Some St. Albert auto businesses say legislation tabled this week is a step in the right direction.
On Nov. 30 the province tabled legislation aimed at increasing transparency in the auto industry and improving consumer trust.
Stephanie McLean, Minister of Service Alberta, said the bill would protect customers from being taken advantage of when purchasing a new vehicle or getting auto repairs.
“We want to build a trusted marketplace where customers feel confident to spent their money,” she said.
If Bill 31, A Better Deal for Consumers and Businesses Act, passes auto businesses would be required to disclose vehicle history, adopt a standard bill of sale, provide minimum warranty protections for repairs and require repair shops to provide written estimates upon request prior to beginning work.
Matt York, manager of 3 Son’s Auto Centre in St. Albert, said he believes the bill is a step in the right direction to stomp out distrust among customers.
“The automotive industry is given a bad name,” he said. “It’s because you go to a dealership and you always feel like you’re being ripped off, you go to get your oil change and they’re always adding stuff on it. The act is pushing for better business practice.”
York said the bill wouldn’t change operations for the repair shop, since they already provide repair information up front before doing any work. If a problem is found along the way, the shop contacts the owner prior to completing any work.
This prevents owners from having to pay well over the expected repair price when they arrive to pick up their vehicle.
He said that the legislation would stomp out competition between certain types of auto businesses, but in the end it’s still not enough.
“I think it’s going to wean out the guys who are trying to be shady, but in the end who is going to blow the whistle?

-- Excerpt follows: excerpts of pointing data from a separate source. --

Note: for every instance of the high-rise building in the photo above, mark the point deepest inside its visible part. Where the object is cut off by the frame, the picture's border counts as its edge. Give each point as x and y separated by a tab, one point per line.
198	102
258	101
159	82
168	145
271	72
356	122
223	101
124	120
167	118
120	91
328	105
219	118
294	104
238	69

I’m going to say about 75 per cent of people know nothing about a vehicle, so how are they going to know the difference of what they needed or didn’t need?”
Keith Schmidthiesler, general manager of St. Albert Honda, said he was in support of the new legislation. He said he believes making a standard bill of sale will benefit dealerships the most.
“That’s going to be fantastic, because it’s not going to be so confusing for the customer when they are comparing one brand to another,” he said.
Schmidthiesler said when customers first walk into the dealership he’s often met with distrust caused by past experiences with other auto businesses.
“You always hear stories, and there are two sides to every pancake as they say,” he said. “But it’s really sad if we’re all painted with the same brush, because we certainly believe that we are different.”
The legislation would also change the Alberta Motor Vehicle Industry Council (AMVIC) to a public agency. The council, which acts as a watchdog over Alberta’s auto industry, is currently an industry-based group.
If approved, the minister of Service Alberta would have greater oversight of AMVIC. The change came from an investigation completed by consultant George Cuff last year, who put forward 22 recommendations to alter the organization.
Cuff’s investigation stemmed from issues involving AMVIC and the now-defunct Treadz Auto dealership.
The owner of Treadz Auto is currently awaiting trial for a consignment-sale scam. He faces 163 fraud and theft charges totalling $1.8-million.
Following Cuff’s review AMVIC fired then-CEO John Bachinski.
In 2015 vehicle owners filed a $5-million class-action lawsuit against the dealership and AMVIC. Vehicle owners accused the industry council for not investigating their claims.
Cuff’s review found that AMVIC has only paid a small fraction of its compensation fund, which the industry council capped at $4 million.
With the government overseeing the council, McLean said consumer trust would improve with the council.
When it comes to enforcing the new legislation, McLean said it would still be up to AMVIC to investigate owners’ claims.